Fuhren auf der Linie 186 bis vor ca. zwei
Jahren regelmäßig Doppeldecker, so werden
nunmehr täglich mehrere Umläufe
nur noch mit Standard-Eindeckern gefahren.
Und daran hat sich auch nach den
umfangreichen Fahrzeugbeschaffungen
im Jahr 2002 nichts geändert. So taucht
auch jetzt ein Eindecker-Standard-Volvo
mit gerade mal 27 Sitzplätzen (statt
76 beim Doppeldecker) auf und schon der
Anblick lässt Schlimmes ahnen. Der Fahrer
lässt die vordere Tür schon mal gleich
zu. Die Fahrgäste stehen auch bereits bis
in den Bereich der Frontscheibe. Also
stürzt sich alles auf die Mitteltür. Es steigen
vier oder fünf Fahrgäste aus; zwölf
wollen rein. Trotz Schubsen und Drängen
wird es schwierig, vor allem dauert es: Die
Mitteltür kann erst schließen, wenn der
Türbereich frei ist. Um überhaupt ein Vorwärtskommen
zu ermöglichen, tritt der
kundige Fahrgast natürlich zurück, auch
wissend, dass gleich auch der 283er kommen
muss. Der tatsächlich unmittelbar
darauf auftauchende 283er weist allerdings
auf Grund des Feierabendverkehrs
vom Klinikum ein ähnliches Bild auf. Mit
Bauch einziehen und ohne Scheu vor Körperkontakten
gelingt die Mitfahrt. Menschen
mit Gepäck oder gar Kinderwagen
aber müssen nach weiteren zehn Minuten
erneut ihr Glück versuchen.

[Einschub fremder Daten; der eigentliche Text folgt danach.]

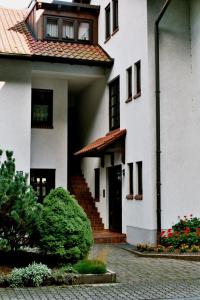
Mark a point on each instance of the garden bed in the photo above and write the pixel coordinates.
(190, 256)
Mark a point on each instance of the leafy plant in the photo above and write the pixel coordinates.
(33, 275)
(64, 227)
(90, 267)
(19, 209)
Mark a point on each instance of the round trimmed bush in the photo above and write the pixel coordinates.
(64, 227)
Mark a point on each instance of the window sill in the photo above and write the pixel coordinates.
(115, 31)
(137, 95)
(107, 39)
(42, 126)
(130, 197)
(138, 197)
(129, 100)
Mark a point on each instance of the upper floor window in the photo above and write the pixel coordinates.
(137, 74)
(52, 28)
(107, 22)
(115, 15)
(129, 84)
(114, 104)
(75, 30)
(42, 108)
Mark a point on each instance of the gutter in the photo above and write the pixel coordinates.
(158, 148)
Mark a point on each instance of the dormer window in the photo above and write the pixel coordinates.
(68, 30)
(52, 28)
(84, 31)
(64, 29)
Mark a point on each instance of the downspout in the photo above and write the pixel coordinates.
(158, 150)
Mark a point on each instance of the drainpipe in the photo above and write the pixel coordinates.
(158, 150)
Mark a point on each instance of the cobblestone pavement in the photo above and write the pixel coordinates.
(138, 278)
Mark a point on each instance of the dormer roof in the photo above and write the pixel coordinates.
(17, 41)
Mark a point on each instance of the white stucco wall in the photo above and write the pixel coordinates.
(179, 75)
(15, 110)
(127, 46)
(49, 146)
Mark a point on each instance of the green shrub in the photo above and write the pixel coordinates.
(90, 267)
(64, 227)
(33, 275)
(19, 209)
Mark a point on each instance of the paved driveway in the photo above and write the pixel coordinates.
(138, 278)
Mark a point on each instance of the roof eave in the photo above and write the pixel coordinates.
(54, 59)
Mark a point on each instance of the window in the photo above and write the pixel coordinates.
(137, 79)
(115, 15)
(52, 28)
(129, 84)
(42, 181)
(130, 167)
(107, 15)
(84, 31)
(114, 104)
(97, 184)
(68, 30)
(73, 30)
(139, 178)
(42, 108)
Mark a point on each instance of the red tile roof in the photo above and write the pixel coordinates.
(102, 143)
(17, 40)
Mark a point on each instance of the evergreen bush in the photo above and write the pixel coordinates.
(19, 209)
(64, 227)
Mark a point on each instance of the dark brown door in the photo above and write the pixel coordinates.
(42, 181)
(115, 199)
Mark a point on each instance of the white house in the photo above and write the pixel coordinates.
(111, 87)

Die Chancen
stehen dann auch besser, weil, zusammen
mit dem 186er, dann der 20-minütig
verkehrende 280er erscheinen sollte.
Allein schon die ungünstigen Taktintervalle
sind ärgerlich, wirklich schlimm aber
ist der seit Jahren anhaltende Mangel an
Doppeldecker-Bussen bei der BVG. Ähnliche
wie die oben geschilderten Szenen,
spielen sich tagtäglich im Berliner Stadtgebiet
ab. Auf Linien mit hohem Fahrgastaufkommen,
wie zum Beispiel der Linie
148, müssen regelmäßig 12-Meter-Standard-Eindecker
eingesetzt werden,
weil nicht genügend Doppeldecker vorhanden
sind. Teilweise versucht man das
Problem zu mindern, indem 15-Meter-Eindecker (Typ „LN")
eingesetzt werden.
Das ist zwar besser als ein Standard-Bus,
kann aber einen Doppeldecker nicht ersetzen,
wenngleich die Fahrzeugbeschaffungspolitik
der BVG uns dieses weiszumachen
versucht.
Statistiker stellen fest:
Kleinere Busse = mehr Platz
So werden neu angeschaffte dreiachsige
Solaris-LN-Busse mit sage und schreibe
nur 38 Sitzplätzen (zweitürige Standard-Busse
älterer Bauart weisen die gleiche
Sitzplatzanzahl auf) und 111 Stehplätzen,
auf der Linie 144 eingesetzt. Theoretisch
können in einem solchen Bus 59 Personen
mehr als in einem Doppelstockbus
vom Typ D (76 Sitz- und 14 Stehplätze)
mitfahren.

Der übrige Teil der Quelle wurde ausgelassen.